Tra tecniche innovative, già pianta tradizionale del paesaggio rurale ionico, la coltura del mandorlo è stata sostituita negli ultimi decenni da piantagioni più redditizie. Ad oggi si tratta di un prodotto fortemente richiesto dal mercato. Se n'è parlato giovedì 31 gennaio a Castellaneta, in occasione dell'incontro promosso dall'Amministrazione comunale con il Consorzio Vivaisti Lucani (Covil).

Il convengo, presentato dall'Avv. Maria Terrusi, consigliera comunale delegata all'agricoltura del Comune di Castellaneta, ha visto l'autorevole partecipazione di Vito Vitelli, agronomo e direttore tecnico del Covil, esperto di tecniche innovative di management degli impianti, nutrizione delle piante e gestione del suolo, e di Claudio Papa, imprenditore del settore dolciario con le imprese NutFruit e Dolceamaro Confetti Papa, per illustrare le proposte di commercializzazione della mandorla.

Illustrate moderne tecniche di impianto e gestione del mandorlo e le potenzialità della coltivazione in un comprensorio, come quello di Castellaneta, particolarmente pregiato per la qualità dei terreni e per la presenza di acqua di irrigazione.

La domanda di mandorle per l'industria dolciaria italiana è particolarmente elevata, tanto da costringere le imprese nazionali a importare dall'estero i frutti da destinare alla produzione di dolci e confetti "Made in Italy".

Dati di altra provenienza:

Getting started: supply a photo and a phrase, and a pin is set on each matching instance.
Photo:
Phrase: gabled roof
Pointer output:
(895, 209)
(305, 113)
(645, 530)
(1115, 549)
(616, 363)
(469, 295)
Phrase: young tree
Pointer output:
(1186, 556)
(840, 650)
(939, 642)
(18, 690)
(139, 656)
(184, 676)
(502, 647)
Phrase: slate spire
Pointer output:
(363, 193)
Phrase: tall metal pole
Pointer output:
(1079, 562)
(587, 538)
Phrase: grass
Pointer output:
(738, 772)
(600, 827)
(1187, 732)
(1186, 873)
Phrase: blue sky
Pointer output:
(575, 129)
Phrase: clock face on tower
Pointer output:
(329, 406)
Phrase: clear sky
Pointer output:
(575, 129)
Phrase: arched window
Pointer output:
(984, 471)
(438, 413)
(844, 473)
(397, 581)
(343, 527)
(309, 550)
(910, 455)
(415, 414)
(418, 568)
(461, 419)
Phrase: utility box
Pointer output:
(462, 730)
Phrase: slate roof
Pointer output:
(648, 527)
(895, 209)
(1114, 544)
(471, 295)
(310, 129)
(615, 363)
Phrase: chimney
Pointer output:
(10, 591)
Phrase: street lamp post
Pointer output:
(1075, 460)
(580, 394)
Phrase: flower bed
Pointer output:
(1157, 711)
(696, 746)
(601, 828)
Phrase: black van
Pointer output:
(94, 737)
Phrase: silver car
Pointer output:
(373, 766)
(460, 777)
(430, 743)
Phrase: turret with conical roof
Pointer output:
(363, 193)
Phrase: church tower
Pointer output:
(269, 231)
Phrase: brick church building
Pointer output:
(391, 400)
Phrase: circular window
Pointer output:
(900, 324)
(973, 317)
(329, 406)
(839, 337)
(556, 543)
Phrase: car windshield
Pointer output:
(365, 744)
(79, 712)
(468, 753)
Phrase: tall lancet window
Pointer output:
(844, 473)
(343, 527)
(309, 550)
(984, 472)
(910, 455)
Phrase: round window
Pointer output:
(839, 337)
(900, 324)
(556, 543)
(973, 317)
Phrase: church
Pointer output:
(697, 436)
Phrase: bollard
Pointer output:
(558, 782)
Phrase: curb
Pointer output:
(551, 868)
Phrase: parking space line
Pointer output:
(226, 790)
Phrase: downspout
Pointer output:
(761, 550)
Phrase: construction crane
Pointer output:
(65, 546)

Un'opportunità da cogliere, secondo il sindaco di Castellaneta e presidente della provincia di Taranto, Giovanni Gugliotti: “Per affermare sempre più la vocazione agricola del territorio e vincere un ulteriore scommessa, dopo quella del melograno, che ha aperto le porte ad una nuova stagione di opportunità per l'agricoltura locale, diversificano la produzione incentrata principalmente su uva, agrumi e ortaggi”.

Dopo l'incontro, lo studio è passato dalla teoria alla pratica, nella mattinata di venerdì 1 febbraio, con visite guidate dal Dott. Vitelli ai nuovi mandorleti nell'agro di Castellaneta, che hanno visto la partecipazione di oltre 200 interessati.